Creating your first container

So like docker I wanted to first start a container. Nspawn has no environment so everything has to be done “by hand”. First, as long as we do not have any registery we need to retrieve an “image” of the distribution we need.

(all the commands are ran on behalf of the root user)

apt-get install debootstrap
debootstrap --arch=amd64 stable /tmp/my-debian-machine

This is a quite long to retrieve, so you can go and take a coffee during the download ;)

Now, we have a folder containing the debian basic configuration, we can “spawn” it.

systemd-nspawn -D /tmp/my-debian-machine

And that’s it! You now have your own container up and running. The main difference is that, it is not running on AUFS, and every change will be definitive.

Your machine is now visible if you run machinectl.

Booting a container like a real VM

Now, we will see a feature that I didn’t find in docker, the ability to boot your system.

systemd-nspawn -D /tmp/my-debian-machine -b

And a prompt will appear, so to log in just ’type the root password’. I’m sure you forget to set that before ;). Just stop your container, relaunch it without boot and set the password.

# stop the container
machinectl poweroff my-debian-machine
# launch without boot
systemd-nspawn -D /tmp/my-debian-machine

# when you have the prompt type a new password
passwd

Now, you can reboot and loggin normally.

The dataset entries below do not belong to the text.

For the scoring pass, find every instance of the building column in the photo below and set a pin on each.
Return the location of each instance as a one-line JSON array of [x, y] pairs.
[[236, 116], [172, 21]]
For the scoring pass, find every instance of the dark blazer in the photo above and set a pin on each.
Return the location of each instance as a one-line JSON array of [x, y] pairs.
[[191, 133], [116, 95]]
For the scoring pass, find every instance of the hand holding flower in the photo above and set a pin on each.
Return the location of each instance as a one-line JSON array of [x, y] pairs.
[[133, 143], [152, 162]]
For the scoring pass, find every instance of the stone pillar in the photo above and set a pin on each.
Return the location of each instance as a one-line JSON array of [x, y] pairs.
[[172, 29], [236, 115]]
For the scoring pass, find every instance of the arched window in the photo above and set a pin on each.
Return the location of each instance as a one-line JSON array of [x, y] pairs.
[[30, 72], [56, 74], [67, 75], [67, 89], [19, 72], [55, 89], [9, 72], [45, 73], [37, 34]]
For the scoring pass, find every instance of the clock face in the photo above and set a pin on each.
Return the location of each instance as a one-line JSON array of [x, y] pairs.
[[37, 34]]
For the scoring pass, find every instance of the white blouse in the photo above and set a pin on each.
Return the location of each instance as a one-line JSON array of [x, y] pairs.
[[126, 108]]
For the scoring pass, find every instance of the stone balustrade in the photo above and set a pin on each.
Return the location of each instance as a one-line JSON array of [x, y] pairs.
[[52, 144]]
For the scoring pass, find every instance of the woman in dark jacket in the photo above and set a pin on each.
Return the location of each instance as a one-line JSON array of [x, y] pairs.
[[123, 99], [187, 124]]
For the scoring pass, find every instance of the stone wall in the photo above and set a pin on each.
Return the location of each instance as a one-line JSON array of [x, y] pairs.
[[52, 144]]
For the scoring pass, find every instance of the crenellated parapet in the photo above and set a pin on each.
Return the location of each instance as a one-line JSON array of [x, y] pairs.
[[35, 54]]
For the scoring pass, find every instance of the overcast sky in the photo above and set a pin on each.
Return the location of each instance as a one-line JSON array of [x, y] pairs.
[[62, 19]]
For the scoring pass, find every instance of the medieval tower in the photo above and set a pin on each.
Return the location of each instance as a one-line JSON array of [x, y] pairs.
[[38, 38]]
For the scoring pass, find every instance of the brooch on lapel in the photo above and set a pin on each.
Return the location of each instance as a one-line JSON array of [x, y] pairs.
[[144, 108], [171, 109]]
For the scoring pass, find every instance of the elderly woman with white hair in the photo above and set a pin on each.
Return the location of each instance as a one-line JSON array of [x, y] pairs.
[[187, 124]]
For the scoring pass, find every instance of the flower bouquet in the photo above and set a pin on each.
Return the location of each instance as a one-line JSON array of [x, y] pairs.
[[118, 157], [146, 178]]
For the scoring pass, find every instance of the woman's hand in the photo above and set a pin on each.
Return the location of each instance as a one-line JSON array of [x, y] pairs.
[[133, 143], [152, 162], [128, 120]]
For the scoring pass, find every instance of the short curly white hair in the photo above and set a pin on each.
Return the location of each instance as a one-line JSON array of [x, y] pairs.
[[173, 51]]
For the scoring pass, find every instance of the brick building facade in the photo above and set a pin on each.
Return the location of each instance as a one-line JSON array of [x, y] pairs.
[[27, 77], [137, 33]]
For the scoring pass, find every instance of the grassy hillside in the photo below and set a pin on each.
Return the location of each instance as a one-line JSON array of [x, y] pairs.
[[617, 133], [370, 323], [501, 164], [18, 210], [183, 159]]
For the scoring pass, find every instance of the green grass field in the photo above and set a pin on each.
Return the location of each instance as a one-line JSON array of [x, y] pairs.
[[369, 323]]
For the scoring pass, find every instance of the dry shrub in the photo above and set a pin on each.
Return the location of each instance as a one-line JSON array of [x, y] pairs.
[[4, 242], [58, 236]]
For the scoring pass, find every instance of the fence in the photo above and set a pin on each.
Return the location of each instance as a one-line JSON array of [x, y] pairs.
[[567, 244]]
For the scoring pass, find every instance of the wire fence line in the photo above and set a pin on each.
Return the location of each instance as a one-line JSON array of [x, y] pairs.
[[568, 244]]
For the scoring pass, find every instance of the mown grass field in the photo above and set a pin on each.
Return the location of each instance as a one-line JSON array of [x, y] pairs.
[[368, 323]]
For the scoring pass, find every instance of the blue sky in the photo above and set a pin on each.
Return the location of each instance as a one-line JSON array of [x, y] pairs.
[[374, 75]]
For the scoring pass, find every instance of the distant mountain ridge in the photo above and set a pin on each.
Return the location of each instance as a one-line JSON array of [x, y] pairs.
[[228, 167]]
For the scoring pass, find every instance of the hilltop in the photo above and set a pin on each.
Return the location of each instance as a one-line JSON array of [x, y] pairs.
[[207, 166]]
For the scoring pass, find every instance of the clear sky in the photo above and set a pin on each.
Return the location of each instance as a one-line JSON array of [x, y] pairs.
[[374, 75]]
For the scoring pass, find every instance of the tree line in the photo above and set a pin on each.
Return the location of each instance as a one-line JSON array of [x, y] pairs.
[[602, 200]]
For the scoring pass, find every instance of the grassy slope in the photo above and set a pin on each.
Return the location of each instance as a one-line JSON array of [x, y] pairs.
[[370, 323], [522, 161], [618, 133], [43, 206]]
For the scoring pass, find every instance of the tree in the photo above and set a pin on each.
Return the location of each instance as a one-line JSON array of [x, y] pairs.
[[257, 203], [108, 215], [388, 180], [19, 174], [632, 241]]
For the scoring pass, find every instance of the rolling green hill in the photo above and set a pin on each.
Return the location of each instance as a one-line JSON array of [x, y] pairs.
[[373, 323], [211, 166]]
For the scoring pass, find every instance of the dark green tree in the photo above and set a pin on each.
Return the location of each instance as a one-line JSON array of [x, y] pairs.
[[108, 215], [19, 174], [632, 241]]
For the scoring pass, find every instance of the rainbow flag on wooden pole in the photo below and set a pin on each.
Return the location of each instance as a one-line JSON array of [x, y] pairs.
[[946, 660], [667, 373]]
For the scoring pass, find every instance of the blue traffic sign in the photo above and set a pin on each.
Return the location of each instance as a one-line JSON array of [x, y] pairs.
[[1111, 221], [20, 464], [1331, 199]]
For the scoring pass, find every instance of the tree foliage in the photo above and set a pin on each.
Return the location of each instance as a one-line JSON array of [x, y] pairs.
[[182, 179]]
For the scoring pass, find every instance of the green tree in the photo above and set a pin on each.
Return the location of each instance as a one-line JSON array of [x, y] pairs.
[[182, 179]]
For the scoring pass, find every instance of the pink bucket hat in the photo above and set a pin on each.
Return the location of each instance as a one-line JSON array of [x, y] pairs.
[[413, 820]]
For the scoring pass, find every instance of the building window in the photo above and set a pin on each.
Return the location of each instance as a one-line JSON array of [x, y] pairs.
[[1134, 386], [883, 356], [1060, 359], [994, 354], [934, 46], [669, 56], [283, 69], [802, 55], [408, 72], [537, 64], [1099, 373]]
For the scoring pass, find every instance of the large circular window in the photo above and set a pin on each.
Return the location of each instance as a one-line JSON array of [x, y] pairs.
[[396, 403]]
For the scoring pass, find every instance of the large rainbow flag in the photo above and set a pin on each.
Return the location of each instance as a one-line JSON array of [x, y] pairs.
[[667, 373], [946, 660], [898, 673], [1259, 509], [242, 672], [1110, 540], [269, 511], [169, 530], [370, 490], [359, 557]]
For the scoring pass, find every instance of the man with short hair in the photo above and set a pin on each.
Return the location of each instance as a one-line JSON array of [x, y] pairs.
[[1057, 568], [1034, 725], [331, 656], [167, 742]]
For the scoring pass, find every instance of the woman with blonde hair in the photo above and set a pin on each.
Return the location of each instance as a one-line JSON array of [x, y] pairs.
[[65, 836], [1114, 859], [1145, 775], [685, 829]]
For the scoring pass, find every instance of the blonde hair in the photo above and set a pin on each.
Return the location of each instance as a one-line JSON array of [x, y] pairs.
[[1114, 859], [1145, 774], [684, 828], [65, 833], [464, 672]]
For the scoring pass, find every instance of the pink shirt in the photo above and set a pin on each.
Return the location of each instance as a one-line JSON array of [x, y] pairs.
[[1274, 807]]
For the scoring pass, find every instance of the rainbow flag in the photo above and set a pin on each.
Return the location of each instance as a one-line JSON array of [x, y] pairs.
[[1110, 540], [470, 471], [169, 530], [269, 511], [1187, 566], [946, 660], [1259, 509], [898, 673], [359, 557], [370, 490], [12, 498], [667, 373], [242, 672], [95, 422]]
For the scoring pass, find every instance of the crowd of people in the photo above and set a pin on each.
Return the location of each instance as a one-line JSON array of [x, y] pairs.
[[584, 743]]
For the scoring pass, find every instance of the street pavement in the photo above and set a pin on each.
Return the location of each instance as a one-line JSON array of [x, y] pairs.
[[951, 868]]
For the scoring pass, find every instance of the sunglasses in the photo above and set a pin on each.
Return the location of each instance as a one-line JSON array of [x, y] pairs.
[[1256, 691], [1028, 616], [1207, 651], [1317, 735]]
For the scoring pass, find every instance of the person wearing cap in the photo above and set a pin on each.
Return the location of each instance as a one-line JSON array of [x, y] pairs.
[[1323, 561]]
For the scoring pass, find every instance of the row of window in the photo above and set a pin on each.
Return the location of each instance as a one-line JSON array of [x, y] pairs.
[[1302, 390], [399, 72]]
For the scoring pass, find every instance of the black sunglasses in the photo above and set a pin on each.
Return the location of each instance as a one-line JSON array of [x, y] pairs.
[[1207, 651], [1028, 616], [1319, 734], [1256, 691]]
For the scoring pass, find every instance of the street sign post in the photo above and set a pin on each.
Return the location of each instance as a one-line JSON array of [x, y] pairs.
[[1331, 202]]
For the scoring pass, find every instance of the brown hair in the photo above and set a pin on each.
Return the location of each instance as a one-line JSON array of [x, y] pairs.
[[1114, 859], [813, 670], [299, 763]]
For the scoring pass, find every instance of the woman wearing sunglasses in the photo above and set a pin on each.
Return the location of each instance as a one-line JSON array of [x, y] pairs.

And the most interesting thing about the normal boot, is that now you can profit of all the power of systemd.

Autologin at startup

I have a normal boot, so I have to loggin, but I am in a container and I want to automatically be logged when I start it.

So, here is how we can do, note: I have tested it on a debian image, the path may not been the same:

When we connect into our container we are using the system console, so we will override the systemd service handling the console to force the autologin. In linux, the console manager is getty and the service dedicated to the console is console-getty@.service

To override a service, you just have to create a service_name.service.d directory in /etc/systemd/system and a file whatever_name.conf.

So, I created the dedicated file and put this inside:

# /etc/systemd/system/console-getty.service.d/autologin.conf
[Service]
ExecStart=
ExecStart=-/sbin/agetty --noclear --autologin root --keep-baud console 115200,38400,9600 $TERM

The first ExecStart= clean the old call so that we can override it in the following line.

First conclusion

Systemd-nspawn comes with great features and is directly shipped in the system, it is a good tool for stuff you want to do in a closed environment. I wanted to ship Steam in a Docker container after reading this, but I think I will use systemd instead.

For development, I will continue to stick with Docker because of the ecosystem and the community. I have started to use docker-compose and it allows a lot of interesting suffs.